0429 Respiratory Safety of Lemborexant in Adult and Elderly Subjects with Mild Obstructive Sleep Apnea

Abstract

Introduction: Lemborexant (LEM) is a dual-orexin-receptor antagonist under development for the treatment of insomnia and irregular sleep-wake rhythm disorder. As concerns regarding current sleep-promoting drugs include central respiratory depression (benzodiazepines) and limited safety evidence in vulnerable individuals such as the elderly (nonbenzodiazepine receptor agonists) and individuals with obstructive sleep apnea (OSA), it is important that LEM demonstrate safety in these groups. The primary objective of this study was to determine whether multiple LEM doses increased apnea-hypopnea index (AHI) in adult and elderly subjects with mild OSA versus placebo (PBO) using polysomnography (PSG).

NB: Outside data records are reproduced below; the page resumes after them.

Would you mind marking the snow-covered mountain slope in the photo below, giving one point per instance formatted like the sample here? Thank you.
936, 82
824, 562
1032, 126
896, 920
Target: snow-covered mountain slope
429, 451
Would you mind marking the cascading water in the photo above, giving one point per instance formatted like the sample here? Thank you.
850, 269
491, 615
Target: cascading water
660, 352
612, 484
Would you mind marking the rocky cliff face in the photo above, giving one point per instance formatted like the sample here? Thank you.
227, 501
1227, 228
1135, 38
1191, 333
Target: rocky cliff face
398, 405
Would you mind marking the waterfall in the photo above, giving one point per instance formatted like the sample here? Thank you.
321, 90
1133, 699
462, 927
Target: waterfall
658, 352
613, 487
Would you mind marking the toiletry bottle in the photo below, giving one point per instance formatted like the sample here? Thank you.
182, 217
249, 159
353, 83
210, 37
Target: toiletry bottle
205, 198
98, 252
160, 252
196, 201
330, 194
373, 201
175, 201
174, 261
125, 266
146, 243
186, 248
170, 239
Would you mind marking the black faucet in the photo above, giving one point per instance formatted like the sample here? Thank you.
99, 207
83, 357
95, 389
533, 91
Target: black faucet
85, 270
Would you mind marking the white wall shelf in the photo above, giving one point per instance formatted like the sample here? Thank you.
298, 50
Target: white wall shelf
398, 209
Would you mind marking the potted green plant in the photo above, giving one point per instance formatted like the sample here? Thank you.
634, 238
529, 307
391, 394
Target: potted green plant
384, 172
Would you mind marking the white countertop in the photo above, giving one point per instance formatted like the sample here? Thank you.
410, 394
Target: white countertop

Secondary objectives included whether AHI increased and peripheral oxygen saturation (SpO2) decreased after single and multiple doses, and if SpO2 decreased below defined thresholds. Methods: This was a multicenter, multiple-dose, randomized, double-blind, PBO-controlled, 2-period crossover study in adult (age <65y) and elderly (age ≥65y) subjects with mild OSA (5≤AHI<15). Subjects were randomized to two 8-night treatment periods (separated by a washout ≥14d) with either LEM 10mg (LEM10) or PBO. In-lab PSG was performed at screening and on the first and last nights of both treatment periods. Results: Thirty-nine subjects were randomized. The majority were White and female (61.5% each). Mean age was 57.2y; 66.7% were <65y and 33.3% were ≥65y. Mean baseline SpO2 (94.8%) and AHI (9.0) were comparable across treatment sequences. There was no significant difference in AHI (least squares mean) after single or multiple doses of LEM10 versus PBO (single: LEM10, 10.29; PBO, 10.22, P=0.979; multiple: LEM10, 9.93; PBO, 10.00, P=0.948). Similarly, there were no significant differences for LEM10 versus PBO in SpO2 after multiple or single doses (single: LEM10, 94.62%; PBO, 94.54%, P=0.699; multiple: LEM10, 94.65%; PBO, 94.39%, P=0.169), nor were there statistically significant differences from PBO for SpO2 below the thresholds of <90%, <85%, <80%, and for the presence of ≥1 incident of SpO2 <90% ≥30 seconds. Conclusion: LEM demonstrates respiratory safety with multiple and single dosing in adult and elderly subjects with mild OSA, as objectively measured by AHI and SpO2.